Danyil Alefirenko

Personal information
- Full name: Danyil Serhiyovych Alefirenko
- Date of birth: 19 April 2000 (age 26)
- Place of birth: Kharkiv, Ukraine
- Height: 1.76 m (5 ft 9 in)
- Position: Forward

Team information
- Current team: Chornomorets Odesa
- Number: 7

Youth career
- 2013–2017: Metalist Kharkiv
- 2017–2018: Zorya Luhansk

Senior career*
- Years: Team / Apps / (Gls)
- 2018–2024: Zorya Luhansk / 19 / (3)
- 2023: → Chornomorets Odesa (loan) / 14 / (8)
- 2024–2026: Kolos Kovalivka / 47 / (1)
- 2026–: Chornomorets Odesa / 1 / (0)

International career^{‡}
- 2018: Ukraine U18 / 3 / (0)
- 2021–2023: Ukraine U21 / 11 / (1)

= Danyil Alefirenko =

Ukrainian footballer

Danyil Serhiyovych Alefirenko (Даниїл Сергійович Алефіренко; born 19 April 2000) is a Ukrainian professional footballer who plays as a forward for Chornomorets Odesa.

==Career==
Born in Kharkiv, Alefirenko is a product of the Metalist Kharkiv youth sportive school system.
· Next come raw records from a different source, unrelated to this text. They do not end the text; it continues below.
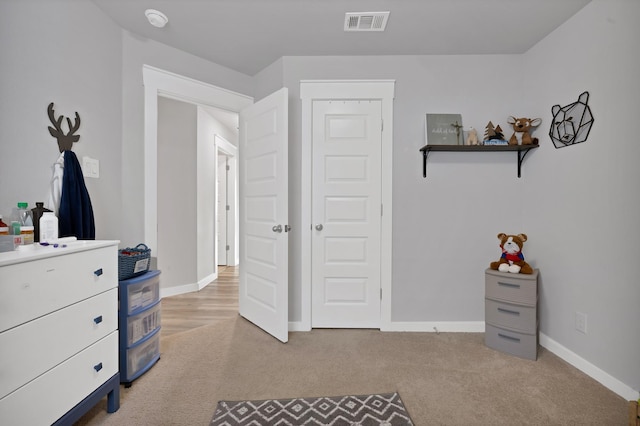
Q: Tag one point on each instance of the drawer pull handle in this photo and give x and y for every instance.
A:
(508, 311)
(513, 339)
(509, 285)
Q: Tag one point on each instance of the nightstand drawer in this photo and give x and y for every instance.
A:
(61, 335)
(515, 317)
(515, 288)
(518, 344)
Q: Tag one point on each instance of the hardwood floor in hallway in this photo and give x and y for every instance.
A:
(217, 301)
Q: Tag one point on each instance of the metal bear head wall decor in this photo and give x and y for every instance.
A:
(571, 123)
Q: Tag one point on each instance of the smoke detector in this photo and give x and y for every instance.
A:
(365, 21)
(156, 18)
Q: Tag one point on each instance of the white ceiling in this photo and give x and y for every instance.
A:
(248, 35)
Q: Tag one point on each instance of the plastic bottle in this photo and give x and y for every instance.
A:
(27, 234)
(24, 215)
(4, 228)
(48, 228)
(36, 214)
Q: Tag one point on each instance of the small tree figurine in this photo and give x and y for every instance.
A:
(489, 131)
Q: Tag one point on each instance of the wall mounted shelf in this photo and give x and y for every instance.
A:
(521, 150)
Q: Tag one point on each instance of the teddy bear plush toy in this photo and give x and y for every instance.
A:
(512, 259)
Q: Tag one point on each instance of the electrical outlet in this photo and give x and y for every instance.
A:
(581, 322)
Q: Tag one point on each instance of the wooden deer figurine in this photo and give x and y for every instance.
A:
(65, 142)
(521, 130)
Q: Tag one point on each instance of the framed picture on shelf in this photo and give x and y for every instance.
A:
(444, 129)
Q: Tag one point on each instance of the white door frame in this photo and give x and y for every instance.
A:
(231, 151)
(158, 82)
(383, 90)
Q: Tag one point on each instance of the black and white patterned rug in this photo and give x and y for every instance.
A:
(351, 410)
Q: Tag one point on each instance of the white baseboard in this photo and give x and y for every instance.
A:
(176, 290)
(298, 326)
(207, 280)
(436, 326)
(589, 369)
(187, 288)
(551, 345)
(429, 327)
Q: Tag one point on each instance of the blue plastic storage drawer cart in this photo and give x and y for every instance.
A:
(139, 325)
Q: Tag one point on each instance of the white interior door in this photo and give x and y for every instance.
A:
(346, 213)
(223, 209)
(264, 291)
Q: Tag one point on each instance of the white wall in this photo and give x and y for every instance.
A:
(138, 51)
(445, 226)
(582, 205)
(177, 207)
(68, 53)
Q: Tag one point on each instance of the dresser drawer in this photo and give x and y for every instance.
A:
(516, 288)
(515, 317)
(32, 289)
(519, 344)
(48, 397)
(37, 346)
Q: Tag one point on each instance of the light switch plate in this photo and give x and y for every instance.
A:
(90, 167)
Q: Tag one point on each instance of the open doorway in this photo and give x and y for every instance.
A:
(159, 83)
(226, 203)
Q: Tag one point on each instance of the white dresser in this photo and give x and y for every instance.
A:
(58, 332)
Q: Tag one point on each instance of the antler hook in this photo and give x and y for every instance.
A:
(65, 141)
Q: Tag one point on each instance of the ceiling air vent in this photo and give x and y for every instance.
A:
(365, 21)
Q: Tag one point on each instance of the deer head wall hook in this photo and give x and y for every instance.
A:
(65, 142)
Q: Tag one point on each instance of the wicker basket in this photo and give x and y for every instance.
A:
(133, 261)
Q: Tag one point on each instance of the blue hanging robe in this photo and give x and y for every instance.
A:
(75, 215)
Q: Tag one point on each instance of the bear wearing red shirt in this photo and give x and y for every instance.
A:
(512, 259)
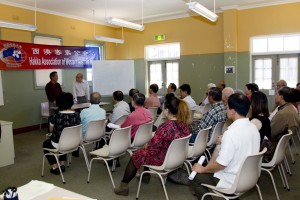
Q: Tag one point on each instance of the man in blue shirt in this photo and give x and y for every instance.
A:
(94, 112)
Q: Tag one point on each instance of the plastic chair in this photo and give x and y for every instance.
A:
(94, 133)
(175, 157)
(217, 131)
(277, 160)
(68, 142)
(142, 137)
(44, 112)
(153, 111)
(245, 180)
(118, 145)
(197, 148)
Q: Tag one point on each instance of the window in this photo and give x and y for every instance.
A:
(42, 76)
(89, 71)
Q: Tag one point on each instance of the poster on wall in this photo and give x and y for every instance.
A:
(22, 56)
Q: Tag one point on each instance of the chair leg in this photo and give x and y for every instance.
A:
(273, 182)
(259, 192)
(284, 176)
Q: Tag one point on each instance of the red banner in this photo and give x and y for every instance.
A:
(22, 56)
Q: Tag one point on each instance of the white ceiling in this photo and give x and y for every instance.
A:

In July 2017, he was signed by Zorya Luhansk and he made his debut for this club as a second half-time substituted player in the winning home match against FC Inhulets Petrove on 11 April 2021 in the Ukrainian Premier League.

In the 2022–23 season, Alefirenko played for Chornomorets Odesa on loan, and became the top scorer of the club.

On 24 June 2024, he signed with Kolos Kovalivka.

On 27 June 2026, Alefirenko for the second time in his career joined Chornomorets Odesa.